Grenadian-Canadian community is much the poorer for the loss of Dudley Hood

by Lincoln DePradine

Consul General Derrick James and Dudley Hood

George Griffith, a former Grenada High Commissioner to Canada, is one of three former diplomats lauding Grenadian-Canadian Dudley Hood, who died last weekend in Toronto.

“Dudley was well-known and well-liked. He was welcomed in all circles,’’ Griffith told The Caribbean Camera.

Hood, a graduate of the Grenada Boys’ Secondary School (GBSS), worked many years as a male nurse in Toronto before retiring. He was 85.

“He was a true Grenadian and community person,’’ said former Consul General Derrick James, who presented a plaque to Hood at an 80th birthday event five years ago. “I am saddened by his passing.’’

Hood’s death was made public in a Facebook post by one of his nephews, who referred to him as “Uncle Duds’’.

His late, “dearest uncle’’, said Dave Hood, “always brought life, levity and learning to our family gatherings. He will be truly missed!’’

Hood became a popular figure for his community and church engagement, as well his passion for culture, especially pan and carnival.

After giving up driving, Hood would travel miles to events and for visits to friends, using public transit.

Jenny Gumbs

“He would leave on time and won’t ask anyone to bring him nor take him back home,’’ said longtime friend Reginald Mark.

“Dudley was involved in many organizations, Grenadian and otherwise.
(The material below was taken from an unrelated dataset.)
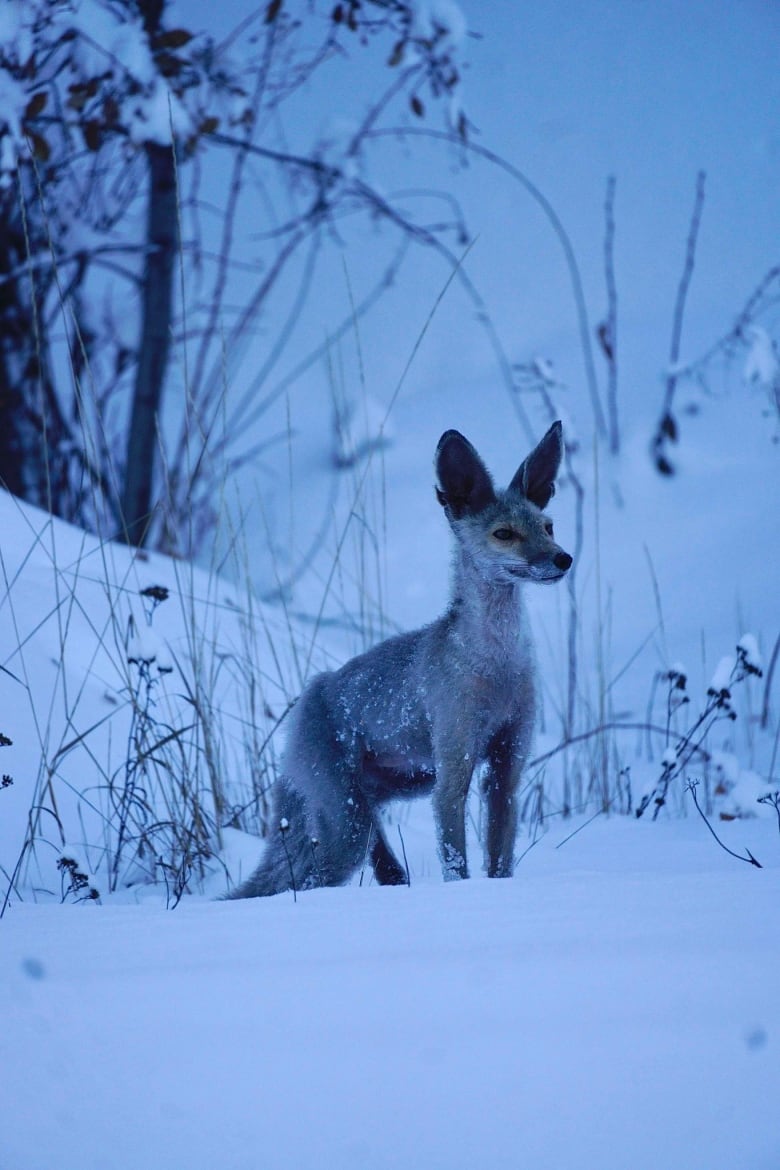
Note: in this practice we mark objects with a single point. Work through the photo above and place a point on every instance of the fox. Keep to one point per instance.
(422, 713)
He used to have carnival in the backyard of his home when he lived on the Lakeshore. There was pan and he would make costumes for everybody who came to the carnival. You didn’t have to bring anything,’’ Mark recalled.
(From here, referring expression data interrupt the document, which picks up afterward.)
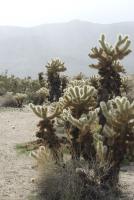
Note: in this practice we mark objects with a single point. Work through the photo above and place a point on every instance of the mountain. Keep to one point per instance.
(25, 51)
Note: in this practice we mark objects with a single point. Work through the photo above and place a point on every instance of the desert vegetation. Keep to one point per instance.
(86, 127)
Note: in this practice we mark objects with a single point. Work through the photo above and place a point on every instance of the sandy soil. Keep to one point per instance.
(16, 170)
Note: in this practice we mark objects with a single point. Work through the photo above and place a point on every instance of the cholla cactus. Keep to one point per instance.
(124, 84)
(79, 99)
(20, 97)
(109, 67)
(94, 81)
(80, 133)
(54, 67)
(118, 132)
(43, 94)
(80, 76)
(46, 129)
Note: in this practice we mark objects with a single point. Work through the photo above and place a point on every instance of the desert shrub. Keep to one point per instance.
(72, 180)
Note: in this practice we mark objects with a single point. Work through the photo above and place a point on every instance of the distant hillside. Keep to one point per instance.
(25, 51)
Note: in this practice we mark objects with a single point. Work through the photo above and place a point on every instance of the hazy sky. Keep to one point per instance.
(35, 12)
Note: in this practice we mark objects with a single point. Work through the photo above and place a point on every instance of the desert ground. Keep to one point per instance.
(16, 171)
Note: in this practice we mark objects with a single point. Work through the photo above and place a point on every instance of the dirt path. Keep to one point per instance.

“At Christmas, it was the same thing at his house, with a celebration complete with decorations, including things such as the ‘Three Wise Men.’’’

Jenny Gumbs, who once served as Grenada’s Consul General in Toronto, said she held Hood in “high esteem’’.
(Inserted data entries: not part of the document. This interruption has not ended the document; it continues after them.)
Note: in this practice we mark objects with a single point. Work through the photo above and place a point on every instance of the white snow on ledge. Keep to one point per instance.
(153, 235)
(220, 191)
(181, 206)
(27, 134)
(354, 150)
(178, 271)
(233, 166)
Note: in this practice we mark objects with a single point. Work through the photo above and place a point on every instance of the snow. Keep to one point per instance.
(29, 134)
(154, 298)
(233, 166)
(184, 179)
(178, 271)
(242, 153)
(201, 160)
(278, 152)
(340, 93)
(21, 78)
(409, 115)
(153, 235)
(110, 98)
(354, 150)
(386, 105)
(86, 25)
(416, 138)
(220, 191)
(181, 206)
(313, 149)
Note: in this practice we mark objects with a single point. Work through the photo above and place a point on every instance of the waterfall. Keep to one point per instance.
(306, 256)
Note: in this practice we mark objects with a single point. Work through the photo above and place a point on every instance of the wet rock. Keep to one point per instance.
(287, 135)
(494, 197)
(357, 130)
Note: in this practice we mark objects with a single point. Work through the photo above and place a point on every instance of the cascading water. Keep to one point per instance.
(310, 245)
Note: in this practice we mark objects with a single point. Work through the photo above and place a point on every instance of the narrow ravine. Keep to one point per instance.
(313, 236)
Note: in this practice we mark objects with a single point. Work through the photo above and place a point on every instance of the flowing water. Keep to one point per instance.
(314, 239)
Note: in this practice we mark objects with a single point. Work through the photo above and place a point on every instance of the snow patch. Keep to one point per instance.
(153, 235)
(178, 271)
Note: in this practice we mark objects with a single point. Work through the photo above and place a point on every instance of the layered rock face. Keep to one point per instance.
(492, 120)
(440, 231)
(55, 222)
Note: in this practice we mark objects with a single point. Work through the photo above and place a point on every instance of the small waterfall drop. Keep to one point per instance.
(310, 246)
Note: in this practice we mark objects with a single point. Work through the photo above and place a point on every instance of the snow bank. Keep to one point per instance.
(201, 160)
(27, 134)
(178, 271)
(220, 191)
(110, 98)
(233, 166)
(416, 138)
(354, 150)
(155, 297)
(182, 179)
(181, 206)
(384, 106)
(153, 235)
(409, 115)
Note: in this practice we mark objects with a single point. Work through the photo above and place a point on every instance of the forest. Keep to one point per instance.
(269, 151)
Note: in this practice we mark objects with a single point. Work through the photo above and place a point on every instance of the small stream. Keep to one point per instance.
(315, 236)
“He supported me and my efforts to serve the community,’’ she explained.

“Dudley Hood was the ultimate community stalwart – an avid supporter of any and everything that showcased the richness of Grenada’s culture and history,’’ Gumbs added.

“He was supportive of every initiative undertaken by the consulate general and diasporic organizations to promote the best interests of Grenadians here or in the homeland. He was a remarkable patriot and human being.’’

Gumbs and others, who all extended condolences to Hood’s family, also remembered a collection of artifacts that he owned that formed a miniature museum, which he displayed at various Grenada events.

Hood also was called upon to render opening prayers at many events, including the annual fundraising brunch of the GBSS Alumni Association of Toronto.

“Somebody told me the best prayer they ever heard at a function was given by Dudley,’’ said Griffith, a founding-member of the association, and a former United Nations permanent representative, who also served as an ambassador for Grenada to the United States.

He is survived by his wife Lytrice and daughter Anne Marie, and several brothers and sisters and other relatives; some of them have represented Grenada in national sports.

There is nobody like Hood, Mark said. “He was different. The community should celebrate Dudley.’’

Similar sentiments were expressed by former Consul General James. “I do believe the community must celebrate this icon in a meaningful way,’’ he said.